Jankovic S M, Milovanovic J R, Jankovic S
Pharmacology Department, Medical Faculty, University of Kragujevac, Kragujevac, Serbia.
Int J Clin Pharmacol Ther. 2010 Nov;48(11):767-75. doi: 10.5414/cpp48767.
The aim of the present study was to build population pharmacokinetic models for the clearance of valproate (VPA) in 2 separate populations of Serbian patients with epilepsy, children and adults.
Analysis was performed using 65 and 63 steady-state concentrations of VPA collected from 58 children and 60 adult epileptic patients, respectively. Mean values for total body weight and age were 27.07 ± 13.08 kg and 7.21 ± 3.63 years in the pediatric population, and 69.67 ± 15.60 kg and 33.97 ± 16.41 years in the adult population. The one-compartment model with first order elimination and without absorption was used from the PREDPP (Prediction for Observation Population Pharmacokinetics) library of NONMEM software.
The derived final models show that VPA clearance increased with total body weight of patients in both populations. However, the carbamazepine comedication was the main determinant of the final model in children whereas phenobarbitone comedication was the most important factor in the adult population. The magnitudes of these effects were +0.159 lh-1 and +0.539 lh-1 for carbamazepine and phenobarbitone, respectively. A significant decrease in interindividual and intraindividual variability was observed in the target populations. The pharmacokinetic models obtained were validated in groups of 15 epileptic patients, each showing good predictive performance of the model.
The derived models describe well VPA clearance in terms of characteristics of Serbian pediatric and adult epileptic patients, offering a basis for rational individualization of VPA dosage regimens.
本研究旨在为塞尔维亚两个独立的癫痫患者群体(儿童和成人)建立丙戊酸盐(VPA)清除率的群体药代动力学模型。

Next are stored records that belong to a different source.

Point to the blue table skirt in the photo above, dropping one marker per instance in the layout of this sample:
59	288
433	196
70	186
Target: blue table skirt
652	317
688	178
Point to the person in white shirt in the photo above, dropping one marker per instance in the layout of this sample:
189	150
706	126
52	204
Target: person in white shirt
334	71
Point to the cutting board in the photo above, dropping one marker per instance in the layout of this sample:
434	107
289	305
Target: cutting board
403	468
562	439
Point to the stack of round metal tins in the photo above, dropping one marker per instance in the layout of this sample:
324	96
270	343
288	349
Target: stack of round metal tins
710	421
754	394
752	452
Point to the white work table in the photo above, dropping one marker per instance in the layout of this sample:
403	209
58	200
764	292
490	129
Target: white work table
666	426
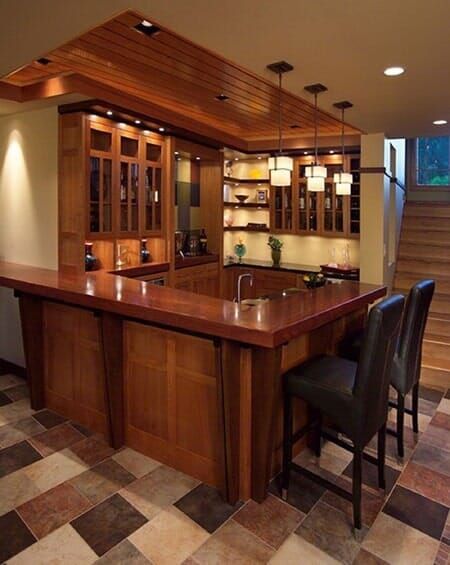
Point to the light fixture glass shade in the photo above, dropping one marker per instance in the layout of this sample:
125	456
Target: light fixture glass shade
281	162
316	171
315	184
280	177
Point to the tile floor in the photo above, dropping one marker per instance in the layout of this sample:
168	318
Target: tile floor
67	498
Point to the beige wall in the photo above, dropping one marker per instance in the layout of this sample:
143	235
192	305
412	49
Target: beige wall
28	207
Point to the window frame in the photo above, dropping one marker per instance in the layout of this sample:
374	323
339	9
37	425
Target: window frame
411	156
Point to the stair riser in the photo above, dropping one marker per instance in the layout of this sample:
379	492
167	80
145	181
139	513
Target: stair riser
427	252
435	378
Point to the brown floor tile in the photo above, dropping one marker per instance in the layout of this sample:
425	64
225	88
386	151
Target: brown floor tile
371	503
370	475
102	481
432	457
272	520
52	509
303	493
18	392
206	506
15	536
48	418
233	544
56	438
426	482
157	490
18	431
441	420
417	511
109	523
125	552
4	399
436	436
92	450
366	558
331	531
17	456
171	537
399	544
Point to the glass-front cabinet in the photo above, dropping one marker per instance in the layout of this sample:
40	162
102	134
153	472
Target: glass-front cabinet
100	192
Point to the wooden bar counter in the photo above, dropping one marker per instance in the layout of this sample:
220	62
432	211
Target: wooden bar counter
190	380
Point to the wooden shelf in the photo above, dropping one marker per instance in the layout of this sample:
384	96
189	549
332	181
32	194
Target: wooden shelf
246	181
245	228
246	204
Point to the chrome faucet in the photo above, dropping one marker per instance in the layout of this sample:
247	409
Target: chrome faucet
239	284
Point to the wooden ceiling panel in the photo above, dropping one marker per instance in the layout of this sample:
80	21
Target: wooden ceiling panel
173	73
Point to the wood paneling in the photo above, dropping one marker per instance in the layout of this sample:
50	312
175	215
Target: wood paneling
174	74
73	376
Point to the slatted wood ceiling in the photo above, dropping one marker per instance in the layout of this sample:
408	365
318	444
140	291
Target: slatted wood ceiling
173	73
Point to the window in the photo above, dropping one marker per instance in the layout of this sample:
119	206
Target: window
432	161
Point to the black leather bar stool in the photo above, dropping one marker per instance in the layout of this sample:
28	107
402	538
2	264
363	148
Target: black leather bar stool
353	396
405	373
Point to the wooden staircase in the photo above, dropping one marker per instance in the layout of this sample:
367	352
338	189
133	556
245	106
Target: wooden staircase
424	252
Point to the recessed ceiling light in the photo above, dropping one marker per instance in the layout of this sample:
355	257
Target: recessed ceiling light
394	71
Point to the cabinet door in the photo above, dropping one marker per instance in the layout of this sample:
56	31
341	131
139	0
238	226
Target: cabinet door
129	184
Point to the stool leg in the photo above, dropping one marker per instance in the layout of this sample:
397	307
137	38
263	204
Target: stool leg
381	456
415	407
400	423
287	445
356	487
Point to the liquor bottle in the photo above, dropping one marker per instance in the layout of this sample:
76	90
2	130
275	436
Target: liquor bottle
203	242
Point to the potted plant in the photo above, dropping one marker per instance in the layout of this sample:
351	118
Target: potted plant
275	245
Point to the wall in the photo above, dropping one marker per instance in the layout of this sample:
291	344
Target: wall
28	207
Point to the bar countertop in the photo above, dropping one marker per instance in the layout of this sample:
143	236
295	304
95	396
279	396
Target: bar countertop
267	325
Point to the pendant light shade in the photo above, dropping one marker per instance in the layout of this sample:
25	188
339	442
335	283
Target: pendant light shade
280	166
315	174
343	181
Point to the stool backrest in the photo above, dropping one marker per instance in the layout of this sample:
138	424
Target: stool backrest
375	361
408	357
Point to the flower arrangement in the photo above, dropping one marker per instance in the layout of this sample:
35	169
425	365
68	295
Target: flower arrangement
274	243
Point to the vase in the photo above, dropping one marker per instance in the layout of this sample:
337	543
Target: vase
276	257
90	260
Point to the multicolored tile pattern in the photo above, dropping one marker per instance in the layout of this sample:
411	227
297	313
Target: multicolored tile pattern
67	497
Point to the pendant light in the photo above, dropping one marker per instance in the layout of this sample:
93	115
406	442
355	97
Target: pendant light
315	174
343	181
280	166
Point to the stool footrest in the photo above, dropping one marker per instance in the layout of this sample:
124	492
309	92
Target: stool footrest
321	481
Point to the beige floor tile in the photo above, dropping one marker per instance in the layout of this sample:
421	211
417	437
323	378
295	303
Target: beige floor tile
233	544
170	538
327	461
15	489
54	469
62	547
296	550
398	543
157	490
444	406
7	381
135	463
15	411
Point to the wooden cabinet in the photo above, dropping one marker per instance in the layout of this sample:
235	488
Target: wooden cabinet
202	279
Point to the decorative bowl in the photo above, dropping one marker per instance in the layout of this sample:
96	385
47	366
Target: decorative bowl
314	280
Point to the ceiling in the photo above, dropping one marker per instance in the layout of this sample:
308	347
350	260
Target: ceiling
344	45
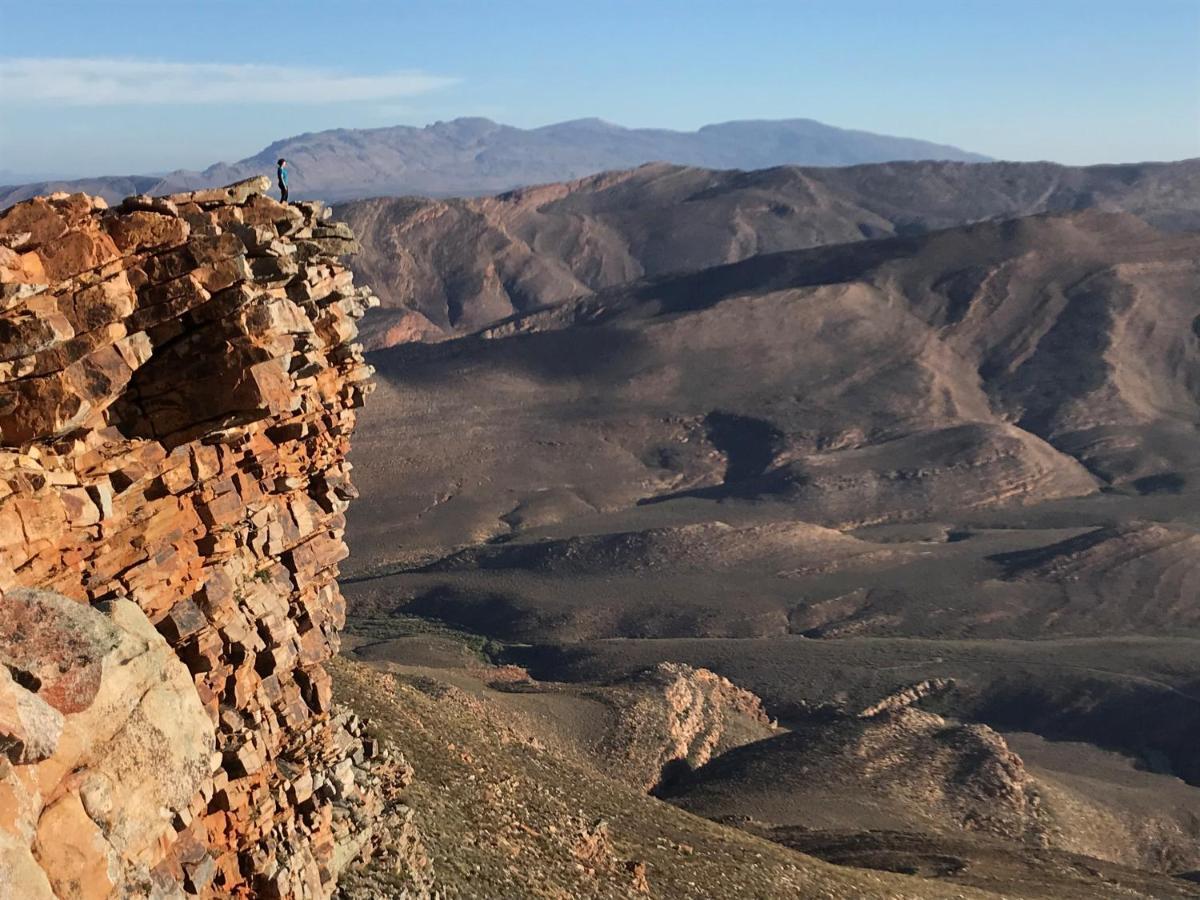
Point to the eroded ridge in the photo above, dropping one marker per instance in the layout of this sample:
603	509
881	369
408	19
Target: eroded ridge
178	384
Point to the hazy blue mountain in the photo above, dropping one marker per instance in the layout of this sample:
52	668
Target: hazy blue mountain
473	156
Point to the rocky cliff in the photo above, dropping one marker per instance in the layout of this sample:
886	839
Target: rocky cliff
178	384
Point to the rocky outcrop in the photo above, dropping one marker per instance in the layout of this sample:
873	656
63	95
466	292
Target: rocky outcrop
178	384
672	719
111	744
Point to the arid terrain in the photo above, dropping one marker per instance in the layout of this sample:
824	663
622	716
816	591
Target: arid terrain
924	495
463	263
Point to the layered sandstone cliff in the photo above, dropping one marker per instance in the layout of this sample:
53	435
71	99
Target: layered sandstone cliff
178	383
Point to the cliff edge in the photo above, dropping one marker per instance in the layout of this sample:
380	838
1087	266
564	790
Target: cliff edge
178	384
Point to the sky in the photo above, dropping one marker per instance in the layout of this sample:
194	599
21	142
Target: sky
130	87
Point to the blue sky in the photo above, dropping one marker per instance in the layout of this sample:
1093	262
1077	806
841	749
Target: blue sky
123	87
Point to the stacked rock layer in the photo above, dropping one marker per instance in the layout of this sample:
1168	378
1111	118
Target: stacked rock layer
178	384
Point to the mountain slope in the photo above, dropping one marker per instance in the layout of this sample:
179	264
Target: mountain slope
471	156
465	263
891	381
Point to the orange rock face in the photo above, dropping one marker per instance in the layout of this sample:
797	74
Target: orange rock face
178	383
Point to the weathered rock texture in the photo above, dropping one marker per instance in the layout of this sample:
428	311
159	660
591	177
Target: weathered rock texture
178	383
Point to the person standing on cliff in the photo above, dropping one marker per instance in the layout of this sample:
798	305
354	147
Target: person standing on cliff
281	173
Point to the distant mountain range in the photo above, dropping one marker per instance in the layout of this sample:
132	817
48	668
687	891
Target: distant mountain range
465	263
475	156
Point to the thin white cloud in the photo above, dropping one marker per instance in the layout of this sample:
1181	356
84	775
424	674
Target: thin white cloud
111	82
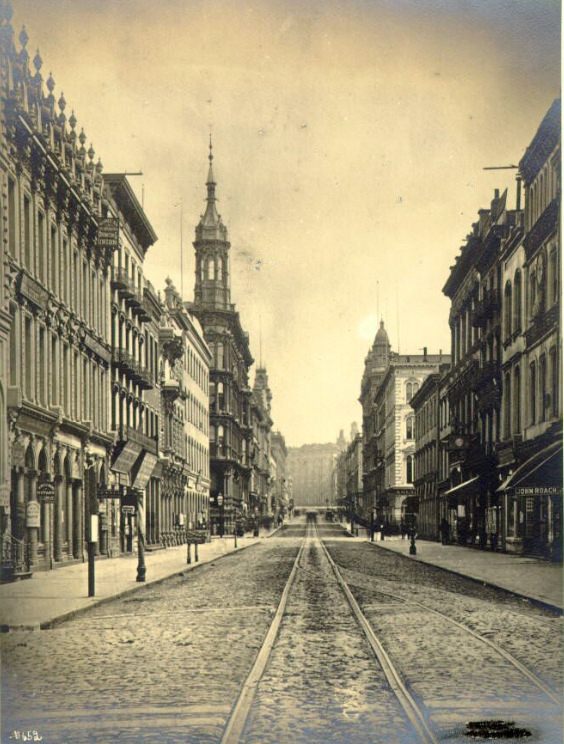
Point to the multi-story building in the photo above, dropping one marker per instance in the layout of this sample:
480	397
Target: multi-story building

分别对从58名儿童和60名成人癫痫患者中收集的65个和63个VPA稳态浓度进行分析。儿科人群的总体重和年龄平均值分别为27.07±13.08千克和7.21±3.63岁,成人群体的总体重和年龄平均值分别为69.67±15.60千克和33.97±16.41岁。使用NONMEM软件的PREDPP(观察群体药代动力学预测)库中的一级消除且无吸收的单室模型。
推导得到的最终模型表明,两个群体中VPA清除率均随患者总体重增加而升高。然而,卡马西平联合用药是儿童最终模型的主要决定因素,而苯巴比妥联合用药是成人群体中最重要的因素。卡马西平和苯巴比妥的这些效应大小分别为+0.159升/小时和+0.539升/小时。在目标人群中观察到个体间和个体内变异性显著降低。所获得的药代动力学模型在15名癫痫患者组中得到验证,每组均显示出模型良好的预测性能。
推导得到的模型根据塞尔维亚儿科和成人癫痫患者的特征很好地描述了VPA清除率情况,为VPA给药方案的合理个体化提供了依据。